Handle with Care: Yourself and Others

How can we adapt with resilience to physical and mental health challenges, disabilities, or diagnoses when it happens to us or our loved ones? How do these situations affect the people closest to the person experiencing the challenge? How can we change our perception of stress from threat to opportunity? Join Notre Dame psychology professor Cindy Bergeman and her husband, architect Dean Bergeman, for an hour of practical advice about how to handle ourselves and those we love with care.
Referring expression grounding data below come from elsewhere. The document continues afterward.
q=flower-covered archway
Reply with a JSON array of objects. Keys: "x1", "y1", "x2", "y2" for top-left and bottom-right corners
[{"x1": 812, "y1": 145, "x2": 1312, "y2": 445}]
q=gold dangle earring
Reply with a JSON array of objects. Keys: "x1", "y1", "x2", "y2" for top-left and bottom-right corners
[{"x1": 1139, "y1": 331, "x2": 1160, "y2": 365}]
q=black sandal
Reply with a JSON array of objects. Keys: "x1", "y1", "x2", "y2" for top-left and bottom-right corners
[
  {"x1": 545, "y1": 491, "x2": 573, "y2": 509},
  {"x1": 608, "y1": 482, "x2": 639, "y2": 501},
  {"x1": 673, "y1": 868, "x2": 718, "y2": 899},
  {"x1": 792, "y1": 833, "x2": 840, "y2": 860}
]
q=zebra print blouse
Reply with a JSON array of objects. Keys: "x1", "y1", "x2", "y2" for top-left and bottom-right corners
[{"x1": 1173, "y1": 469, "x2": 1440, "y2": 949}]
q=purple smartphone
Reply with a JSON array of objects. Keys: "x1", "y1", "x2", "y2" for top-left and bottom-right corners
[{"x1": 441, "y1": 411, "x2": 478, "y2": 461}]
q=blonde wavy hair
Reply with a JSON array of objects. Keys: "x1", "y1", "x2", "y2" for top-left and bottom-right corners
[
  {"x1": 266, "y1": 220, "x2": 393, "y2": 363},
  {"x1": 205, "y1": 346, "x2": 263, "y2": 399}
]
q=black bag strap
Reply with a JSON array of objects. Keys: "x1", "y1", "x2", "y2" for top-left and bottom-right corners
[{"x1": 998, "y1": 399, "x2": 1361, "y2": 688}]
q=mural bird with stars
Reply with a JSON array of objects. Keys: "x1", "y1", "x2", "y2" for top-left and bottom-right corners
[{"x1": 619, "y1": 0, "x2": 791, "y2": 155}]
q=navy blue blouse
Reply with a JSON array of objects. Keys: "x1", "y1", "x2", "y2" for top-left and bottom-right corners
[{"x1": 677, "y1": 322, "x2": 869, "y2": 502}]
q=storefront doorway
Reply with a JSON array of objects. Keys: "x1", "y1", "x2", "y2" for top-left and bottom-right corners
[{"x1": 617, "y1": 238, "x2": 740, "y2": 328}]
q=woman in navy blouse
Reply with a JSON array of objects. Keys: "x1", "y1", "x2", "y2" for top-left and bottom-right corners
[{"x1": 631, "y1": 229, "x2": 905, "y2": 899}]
The first event in the series Seasons of Change: Support and Caring for Yourself & Others on ThinkND featured Dean Bergeman, President, Balance Architectural Studio, LLC; Adjunct Professor, School of Architecture and Interior Design, Andrews University. This discussion is part of a series that will consider the key steps to weathering the seasons of our lives, particularly when  goals change and new challenges present themselves over the years. Speakers will identify opportunities made available in older age and how to take full advantage of those experiences and look at the relationships between caregiver and care-receiver through a positive lens, acknowledging the importance of maintaining and fostering new mutually beneficial relationships. In this episode, Cindy Bergeman and her husband Dean advise in navigating both individual stress and the stress of our loved ones.These notes include practical advice on how to resiliently respond to mental health challenges, disabilities, and illness and examine stress as an opportunity rather than a threat. Following the discussion, the speakers responded to questions from viewers.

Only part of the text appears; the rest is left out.